In a research note earlier this month, analysts at JPMorgan wrote:”Tesla shares are in our view and by virtually every conventional metric not only overvalued, but dramatically so”.
But other investment experts argue not to look at Tesla as just a car company. “Part of the appeal of Tesla for many investors is that it is more than a car company and the success of their batteries will open many revenue streams,” said Edward Moya, a senior market analyst at OANDA.
“Think about the role Tesla is playing in the transition from fossil fuels to electric power and storage. In that sense, the question for investors today is how do you value the technology of tomorrow?” added Mr Rhind.
Tesla also sells solar panels and back-up residential power for homes.
There is an army of fans who believe strongly in Tesla and predict the share price to continue rising, based on a bright future for Elon Musk’s car firm.
Los Angeles-based engineer Jason DeBolt’s first investment in Tesla was 2,500 shares which cost him $19,000. “I first started investing in Tesla in 2013 after purchasing a Tesla Model S and going on a factory tour,” he said. Since then, he has been buying more shares, and the 15,000 he now owns are worth around $10m.
He agreed it has been a roller-coaster ride as a long-term investor and that “it was very difficult seeing the media attack Elon and Tesla.
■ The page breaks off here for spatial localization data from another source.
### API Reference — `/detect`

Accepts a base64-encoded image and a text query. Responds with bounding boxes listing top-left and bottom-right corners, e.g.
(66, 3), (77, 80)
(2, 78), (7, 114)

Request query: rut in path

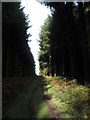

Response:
(40, 79), (63, 119)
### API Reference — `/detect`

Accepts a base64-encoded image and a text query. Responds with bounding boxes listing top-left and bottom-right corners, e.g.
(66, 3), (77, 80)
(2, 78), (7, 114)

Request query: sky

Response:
(21, 0), (51, 75)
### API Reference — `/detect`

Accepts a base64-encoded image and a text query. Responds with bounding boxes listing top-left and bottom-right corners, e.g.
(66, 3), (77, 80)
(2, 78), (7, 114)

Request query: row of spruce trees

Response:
(2, 2), (35, 78)
(38, 2), (90, 84)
That was worse for me than the share price decline, which I knew would eventually bounce back.”
Mr DeBolt is a member of the Tesla Shareholders Club and regularly chats with other investors via the Facebook group.
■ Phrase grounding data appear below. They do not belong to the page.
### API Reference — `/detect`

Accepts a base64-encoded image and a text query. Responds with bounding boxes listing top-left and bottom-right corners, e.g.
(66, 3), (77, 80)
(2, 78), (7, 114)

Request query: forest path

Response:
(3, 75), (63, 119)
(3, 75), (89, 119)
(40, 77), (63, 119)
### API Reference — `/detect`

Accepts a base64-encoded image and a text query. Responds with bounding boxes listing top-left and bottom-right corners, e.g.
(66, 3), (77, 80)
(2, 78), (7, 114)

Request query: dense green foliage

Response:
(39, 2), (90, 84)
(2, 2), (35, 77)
New York-based Scott Tisdale began investing in Tesla when he first laid eyes on the Model S back in 2013 and has built up a holding of around 4,000 shares which are currently worth around $2.8m.
“I am not finished investing in them yet because I think their real story is just about to begin and people have been saying the stock is ‘overvalued’ since before the time I began to buy it,” he said.
“As amazing as it is to be included in this growing group of ‘Teslanaires’, it is almost as satisfying to be able to tell all the naysayers ‘I told you so.'”
The road ahead
Experts say it is unlikely Tesla’s share price will see growth of more than 700% again next year, limiting the number of new Teslanaires created.
They also point to growing competition from the likes of Apple which has revitalised plans to build an electric car along with Chinese rivals. “Tesla’s competition has bigger pockets and can afford to take bigger risk,” added OANDA’s Mr Moya.
Investment experts also caution about investing in a single stock and recommend funds that spread your money across a number of companies.